From: Kyotaro HORIGUCHI <horiguchi(dot)kyotaro(at)lab(dot)ntt(dot)co(dot)jp>
To: robertmhaas(at)gmail(dot)com
Cc: sawada(dot)mshk(at)gmail(dot)com, bruce(at)momjian(dot)us, alvherre(at)2ndquadrant(dot)com, Jim(dot)Nasby(at)bluetreble(dot)com, michael(dot)paquier(at)gmail(dot)com, jeff(dot)janes(at)gmail(dot)com, amit(dot)kapila16(at)gmail(dot)com, andres(at)anarazel(dot)de, simon(at)2ndquadrant(dot)com, josh(at)agliodbs(dot)com, masao(dot)fujii(at)gmail(dot)com, petr(at)2ndquadrant(dot)com, stark(at)mit(dot)edu, pgsql-hackers(at)postgresql(dot)org
Subject: Re: Freeze avoidance of very large table.
Date: 2016-03-02 08:33:25
Message-ID: 20160302.173325.185017873.horiguchi.kyotaro@lab.ntt.co.jp
Views: Raw Message | Whole Thread | Download mbox | Resend email
Thread:
Lists: pgsql-hackers

Thank you for revising and commiting this.
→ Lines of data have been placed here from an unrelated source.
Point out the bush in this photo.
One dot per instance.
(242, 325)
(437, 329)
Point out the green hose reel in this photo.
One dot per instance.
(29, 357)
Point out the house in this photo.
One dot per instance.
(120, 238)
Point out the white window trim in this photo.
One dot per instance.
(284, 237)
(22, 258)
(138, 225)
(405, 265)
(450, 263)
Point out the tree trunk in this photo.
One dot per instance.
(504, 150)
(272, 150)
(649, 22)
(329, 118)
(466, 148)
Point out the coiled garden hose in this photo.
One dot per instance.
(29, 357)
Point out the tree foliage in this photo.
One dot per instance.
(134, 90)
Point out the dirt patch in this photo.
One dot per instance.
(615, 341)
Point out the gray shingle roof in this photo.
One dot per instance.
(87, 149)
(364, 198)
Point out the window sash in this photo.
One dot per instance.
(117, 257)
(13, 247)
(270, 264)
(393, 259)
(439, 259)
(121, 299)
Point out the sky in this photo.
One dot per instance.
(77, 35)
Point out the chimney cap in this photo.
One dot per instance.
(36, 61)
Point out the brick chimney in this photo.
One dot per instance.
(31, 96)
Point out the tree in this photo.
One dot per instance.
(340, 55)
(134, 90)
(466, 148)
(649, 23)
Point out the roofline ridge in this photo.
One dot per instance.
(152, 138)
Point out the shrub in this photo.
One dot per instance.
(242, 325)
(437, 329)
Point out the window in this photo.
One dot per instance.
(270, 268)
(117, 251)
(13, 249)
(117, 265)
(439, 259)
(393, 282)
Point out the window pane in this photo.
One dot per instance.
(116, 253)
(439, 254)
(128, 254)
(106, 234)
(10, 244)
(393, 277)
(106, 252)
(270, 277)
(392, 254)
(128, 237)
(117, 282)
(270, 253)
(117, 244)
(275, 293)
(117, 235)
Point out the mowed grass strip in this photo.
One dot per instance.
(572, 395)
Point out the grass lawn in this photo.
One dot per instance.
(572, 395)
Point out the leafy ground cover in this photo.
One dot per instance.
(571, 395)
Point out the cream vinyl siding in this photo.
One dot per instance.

At Tue, 1 Mar 2016 21:51:55 -0500, Robert Haas <robertmhaas(at)gmail(dot)com> wrote in <CA+TgmoZtG7hnkgP74zRCeuRrGGG917J5-_P4dzNJz5_kAXFTKg(at)mail(dot)gmail(dot)com>
> On Thu, Feb 18, 2016 at 3:45 AM, Masahiko Sawada <sawada(dot)mshk(at)gmail(dot)com> wrote:
> > Attached updated 5 patches.
> > I would like to explain these patch shortly again here to make
> > reviewing more easier.
> >
> > We can divided these patches into 2 purposes.
> >
> > 1. Freeze map
> > 000_ patch adds additional frozen bit into visibility map, but doesn't
> > include the logic for improve freezing performance.
> > 001_ patch gets rid of page-conversion code from pg_upgrade. (This
> > patch doesn't related to this feature essentially, but is required by
> > 002_ patch.)
> > 002_ patch adds upgrading mechanism from 9.6- to 9.6+ and its regression test.
> >
> > 2. Improve freezing logic
> > 003_ patch changes the VACUUM to optimize scans based on freeze map
> > (i.g., 000_ patch), and its regression test.
> > 004_ patch enhances debug messages in src/backend/access/heap/visibilitymap.c
> >
> > Please review them.
>
> I have pushed 000 and part of 003, with substantial revisions to the
> 003 part and minor revisions to the 000 part. This gets the basic
> infrastructure in place, but the vacuum optimization and pg_upgrade
> fixes still need to be done.
>
> I discovered that make check-world failed with 000 applied, because
> the Assert()s added to visibilitymap_set were using | rather than & to
> test for a set bit. I fixed that.

It looks reasonable as far as I can see. Thank you for your
labor for the additional part.

> I revised the code in vacuumlazy.c that updates the new map bits
> rather heavily. I hope I didn't break anything; please have a look
> and see if you spot any problems. One big problem was that it's
> inadequate to judge whether a tuple needs freezing just by looking at
> xmin; xmax might need to be cleared, for example.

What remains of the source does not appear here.